- South Korea

Information
- Type: Public Specialized High School
- Motto: "Be the Bridge to the Future"
- Established: March 2011
- Principal: Py, Young Ro (피영로)
- Staff: 72 (2026)
- Grades: 10–12
- Enrollment: 589 (2026)
- Language: Korean, English, Spanish, Japanese, Chinese
- Sources:

= Goyang Global High School =

High school in Goyang, South Korea

Goyang Global High School is a high school in Gyeonggi Province, Goyang City, South Korea. The school opened in 2011.

Goyang Global High School offers a curriculum oriented toward Korean university admissions. The school’s published curriculum currently lists specialized international-studies courses such as international politics, macroeconomics, and social inquiry methods, but does not include Advanced Placement (AP) courses or a separate overseas university preparation track.

Goyang Global High School recorded 18 Seoul National University admits in the 2025, which is the highest number among non-Seoul foreign-language and international(global) high schools. In the 2026 early admissions results, the school ranked 12th nationally among Korean high schools, with 13 admitted students.

Goyang Global High School has participated in global exchange programs with overseas schools since its founding in 2011. In 2024, it was selected as a “United Nations Global Academy” school by the Ministry of Patriots and Veterans Affairs and hosted students and teachers from Stroud High School in the United Kingdom for regular classes, cultural activities, historical site visits, and homestays.

The school was also the setting for several episodes of JTBC’s variety program Welcome Back to School in 2015.

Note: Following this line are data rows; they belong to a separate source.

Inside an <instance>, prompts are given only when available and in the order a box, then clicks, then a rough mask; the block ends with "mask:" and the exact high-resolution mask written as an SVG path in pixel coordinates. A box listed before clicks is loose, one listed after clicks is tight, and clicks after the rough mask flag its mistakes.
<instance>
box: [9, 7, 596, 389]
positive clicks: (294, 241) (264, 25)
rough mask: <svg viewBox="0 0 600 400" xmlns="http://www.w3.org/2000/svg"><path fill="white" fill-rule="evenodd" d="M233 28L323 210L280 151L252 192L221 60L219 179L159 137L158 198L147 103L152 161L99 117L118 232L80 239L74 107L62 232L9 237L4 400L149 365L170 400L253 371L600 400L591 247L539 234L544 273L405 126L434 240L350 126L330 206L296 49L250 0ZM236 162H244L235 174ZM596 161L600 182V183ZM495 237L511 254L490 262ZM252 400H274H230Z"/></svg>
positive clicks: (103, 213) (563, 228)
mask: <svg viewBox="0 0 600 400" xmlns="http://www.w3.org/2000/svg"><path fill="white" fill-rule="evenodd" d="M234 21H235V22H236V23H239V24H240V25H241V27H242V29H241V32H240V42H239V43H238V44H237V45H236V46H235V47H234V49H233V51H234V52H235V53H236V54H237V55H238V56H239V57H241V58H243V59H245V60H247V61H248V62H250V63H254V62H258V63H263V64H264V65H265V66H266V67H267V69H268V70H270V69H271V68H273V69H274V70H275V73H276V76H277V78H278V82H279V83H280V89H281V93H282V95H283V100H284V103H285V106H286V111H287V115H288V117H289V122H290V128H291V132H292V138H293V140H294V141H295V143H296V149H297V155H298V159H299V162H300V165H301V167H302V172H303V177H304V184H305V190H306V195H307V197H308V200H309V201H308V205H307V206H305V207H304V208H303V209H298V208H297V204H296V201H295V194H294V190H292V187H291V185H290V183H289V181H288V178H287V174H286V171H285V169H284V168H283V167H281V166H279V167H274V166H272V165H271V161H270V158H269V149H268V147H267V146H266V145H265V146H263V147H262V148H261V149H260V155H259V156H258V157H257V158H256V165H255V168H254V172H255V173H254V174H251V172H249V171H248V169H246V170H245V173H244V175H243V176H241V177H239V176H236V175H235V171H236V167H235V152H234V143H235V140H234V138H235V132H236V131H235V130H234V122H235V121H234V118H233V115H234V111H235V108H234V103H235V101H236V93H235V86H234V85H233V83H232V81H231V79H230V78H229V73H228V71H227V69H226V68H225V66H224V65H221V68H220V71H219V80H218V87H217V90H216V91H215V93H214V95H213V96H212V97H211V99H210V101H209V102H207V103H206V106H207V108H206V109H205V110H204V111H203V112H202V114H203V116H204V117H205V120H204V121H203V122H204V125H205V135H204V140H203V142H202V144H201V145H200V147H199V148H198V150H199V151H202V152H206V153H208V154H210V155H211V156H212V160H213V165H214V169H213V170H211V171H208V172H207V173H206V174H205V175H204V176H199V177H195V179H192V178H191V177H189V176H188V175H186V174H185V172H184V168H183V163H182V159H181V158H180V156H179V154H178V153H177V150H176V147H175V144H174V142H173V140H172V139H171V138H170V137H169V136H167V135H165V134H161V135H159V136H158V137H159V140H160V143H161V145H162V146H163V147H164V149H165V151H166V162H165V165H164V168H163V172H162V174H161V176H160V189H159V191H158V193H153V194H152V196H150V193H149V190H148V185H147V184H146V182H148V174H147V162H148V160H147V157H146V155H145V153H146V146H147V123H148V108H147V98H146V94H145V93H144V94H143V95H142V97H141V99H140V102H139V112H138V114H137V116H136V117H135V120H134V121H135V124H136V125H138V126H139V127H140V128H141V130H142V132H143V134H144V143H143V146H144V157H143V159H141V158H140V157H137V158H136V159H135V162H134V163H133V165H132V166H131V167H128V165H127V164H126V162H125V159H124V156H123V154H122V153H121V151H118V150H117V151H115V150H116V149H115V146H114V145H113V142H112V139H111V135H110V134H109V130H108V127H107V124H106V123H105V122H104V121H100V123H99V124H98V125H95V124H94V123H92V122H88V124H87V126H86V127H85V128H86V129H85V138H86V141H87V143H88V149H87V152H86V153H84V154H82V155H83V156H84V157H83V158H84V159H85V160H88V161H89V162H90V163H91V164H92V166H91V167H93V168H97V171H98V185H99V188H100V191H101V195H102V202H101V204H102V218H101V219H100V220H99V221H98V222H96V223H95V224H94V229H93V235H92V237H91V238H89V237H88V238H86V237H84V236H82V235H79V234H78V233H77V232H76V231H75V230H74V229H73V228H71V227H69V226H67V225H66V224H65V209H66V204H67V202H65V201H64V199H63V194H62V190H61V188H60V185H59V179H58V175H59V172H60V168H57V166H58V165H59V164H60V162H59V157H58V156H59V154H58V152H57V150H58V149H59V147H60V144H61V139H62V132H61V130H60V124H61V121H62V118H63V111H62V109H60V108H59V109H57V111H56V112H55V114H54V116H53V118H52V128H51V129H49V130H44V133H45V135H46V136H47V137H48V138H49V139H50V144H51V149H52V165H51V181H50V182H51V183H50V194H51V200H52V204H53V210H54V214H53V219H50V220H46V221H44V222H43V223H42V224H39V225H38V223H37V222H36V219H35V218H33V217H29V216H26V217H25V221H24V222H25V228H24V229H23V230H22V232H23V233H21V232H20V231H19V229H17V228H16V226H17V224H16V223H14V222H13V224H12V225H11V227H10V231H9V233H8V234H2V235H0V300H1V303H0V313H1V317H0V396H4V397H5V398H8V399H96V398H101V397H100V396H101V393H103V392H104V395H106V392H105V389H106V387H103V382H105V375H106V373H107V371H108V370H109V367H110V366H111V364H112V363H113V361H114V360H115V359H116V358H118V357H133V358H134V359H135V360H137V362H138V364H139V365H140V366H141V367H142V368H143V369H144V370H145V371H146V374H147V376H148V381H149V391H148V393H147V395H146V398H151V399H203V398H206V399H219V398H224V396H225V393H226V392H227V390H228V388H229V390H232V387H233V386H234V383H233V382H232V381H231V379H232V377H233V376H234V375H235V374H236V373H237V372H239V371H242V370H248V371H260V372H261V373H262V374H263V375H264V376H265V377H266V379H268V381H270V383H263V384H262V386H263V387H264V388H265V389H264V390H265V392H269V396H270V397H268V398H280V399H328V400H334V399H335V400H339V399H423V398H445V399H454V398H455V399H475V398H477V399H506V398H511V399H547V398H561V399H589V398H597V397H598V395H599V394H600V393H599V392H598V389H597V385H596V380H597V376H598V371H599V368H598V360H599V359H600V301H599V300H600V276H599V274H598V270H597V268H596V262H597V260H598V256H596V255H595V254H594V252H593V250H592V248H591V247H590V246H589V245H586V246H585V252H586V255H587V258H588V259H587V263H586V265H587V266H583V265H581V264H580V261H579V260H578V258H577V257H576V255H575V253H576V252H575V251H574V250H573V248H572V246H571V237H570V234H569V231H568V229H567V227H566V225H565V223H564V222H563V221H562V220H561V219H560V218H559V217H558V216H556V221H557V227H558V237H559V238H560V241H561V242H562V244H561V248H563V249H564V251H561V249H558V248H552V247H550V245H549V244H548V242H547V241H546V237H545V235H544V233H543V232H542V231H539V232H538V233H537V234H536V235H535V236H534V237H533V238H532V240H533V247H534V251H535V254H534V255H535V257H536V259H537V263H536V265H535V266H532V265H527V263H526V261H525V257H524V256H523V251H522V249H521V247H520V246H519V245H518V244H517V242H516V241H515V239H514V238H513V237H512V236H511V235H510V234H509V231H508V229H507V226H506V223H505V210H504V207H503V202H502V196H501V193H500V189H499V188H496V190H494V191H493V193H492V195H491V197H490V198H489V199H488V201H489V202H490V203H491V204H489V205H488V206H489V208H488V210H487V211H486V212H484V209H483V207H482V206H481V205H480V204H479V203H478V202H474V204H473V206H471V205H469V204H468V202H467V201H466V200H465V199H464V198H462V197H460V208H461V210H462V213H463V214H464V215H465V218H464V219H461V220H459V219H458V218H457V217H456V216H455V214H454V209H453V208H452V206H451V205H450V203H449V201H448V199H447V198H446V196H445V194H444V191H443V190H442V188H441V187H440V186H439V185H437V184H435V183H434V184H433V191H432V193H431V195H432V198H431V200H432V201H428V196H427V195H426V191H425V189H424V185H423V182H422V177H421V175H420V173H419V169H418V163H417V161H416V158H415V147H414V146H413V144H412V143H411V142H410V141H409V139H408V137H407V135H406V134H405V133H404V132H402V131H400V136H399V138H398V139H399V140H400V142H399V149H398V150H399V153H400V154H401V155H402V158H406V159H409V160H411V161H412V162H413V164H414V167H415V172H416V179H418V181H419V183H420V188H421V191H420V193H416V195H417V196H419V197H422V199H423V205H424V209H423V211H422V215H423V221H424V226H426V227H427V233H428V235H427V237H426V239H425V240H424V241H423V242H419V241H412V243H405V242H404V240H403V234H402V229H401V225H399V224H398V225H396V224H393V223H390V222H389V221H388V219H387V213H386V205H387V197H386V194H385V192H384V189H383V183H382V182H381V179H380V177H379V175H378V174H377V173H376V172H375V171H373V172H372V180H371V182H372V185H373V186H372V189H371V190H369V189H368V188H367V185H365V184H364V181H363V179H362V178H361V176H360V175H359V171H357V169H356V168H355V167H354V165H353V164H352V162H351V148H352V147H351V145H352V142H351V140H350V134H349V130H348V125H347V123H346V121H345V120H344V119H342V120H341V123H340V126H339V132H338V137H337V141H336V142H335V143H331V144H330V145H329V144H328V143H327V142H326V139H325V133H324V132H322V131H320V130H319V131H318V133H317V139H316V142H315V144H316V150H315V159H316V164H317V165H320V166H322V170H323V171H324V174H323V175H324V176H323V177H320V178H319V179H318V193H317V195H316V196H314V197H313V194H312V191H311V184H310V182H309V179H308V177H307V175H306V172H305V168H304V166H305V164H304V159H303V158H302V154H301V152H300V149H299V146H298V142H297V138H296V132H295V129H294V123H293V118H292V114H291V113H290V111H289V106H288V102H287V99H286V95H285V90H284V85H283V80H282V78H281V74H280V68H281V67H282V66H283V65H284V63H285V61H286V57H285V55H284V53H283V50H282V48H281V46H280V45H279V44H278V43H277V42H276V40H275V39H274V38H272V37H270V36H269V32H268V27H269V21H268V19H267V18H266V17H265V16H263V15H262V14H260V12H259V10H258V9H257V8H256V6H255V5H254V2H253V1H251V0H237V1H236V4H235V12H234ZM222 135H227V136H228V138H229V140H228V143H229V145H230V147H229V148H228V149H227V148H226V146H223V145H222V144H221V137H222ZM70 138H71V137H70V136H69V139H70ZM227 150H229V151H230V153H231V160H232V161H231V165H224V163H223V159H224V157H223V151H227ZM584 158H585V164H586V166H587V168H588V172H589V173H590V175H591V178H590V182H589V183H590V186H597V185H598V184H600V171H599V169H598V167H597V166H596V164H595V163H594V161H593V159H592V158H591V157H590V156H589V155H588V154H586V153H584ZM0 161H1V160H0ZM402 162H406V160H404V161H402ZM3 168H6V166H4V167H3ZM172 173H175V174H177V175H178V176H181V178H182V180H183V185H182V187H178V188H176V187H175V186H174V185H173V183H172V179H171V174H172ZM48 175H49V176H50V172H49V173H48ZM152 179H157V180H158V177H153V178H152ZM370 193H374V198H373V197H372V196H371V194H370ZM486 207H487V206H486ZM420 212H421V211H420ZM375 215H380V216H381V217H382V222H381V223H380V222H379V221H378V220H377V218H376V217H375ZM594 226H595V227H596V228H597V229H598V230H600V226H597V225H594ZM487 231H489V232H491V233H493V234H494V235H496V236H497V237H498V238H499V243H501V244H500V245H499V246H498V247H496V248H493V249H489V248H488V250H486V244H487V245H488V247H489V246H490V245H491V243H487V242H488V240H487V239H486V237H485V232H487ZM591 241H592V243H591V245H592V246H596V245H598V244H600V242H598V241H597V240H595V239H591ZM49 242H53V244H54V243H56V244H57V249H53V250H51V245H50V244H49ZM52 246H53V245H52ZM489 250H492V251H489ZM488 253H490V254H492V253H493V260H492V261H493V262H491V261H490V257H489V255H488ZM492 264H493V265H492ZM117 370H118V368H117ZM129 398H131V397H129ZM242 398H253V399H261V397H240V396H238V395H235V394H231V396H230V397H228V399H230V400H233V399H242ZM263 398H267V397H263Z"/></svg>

In 2018, students and alumni led a successful campaign to prevent two school security guards from being dismissed. Students collected signatures from 541 of the school’s 600 students, and held a press conference calling for the guards to remain employed; the Gyeonggi Provincial Office of Education conceded, stating that the renewal of the guards’ contracts was within the principal’s discretion.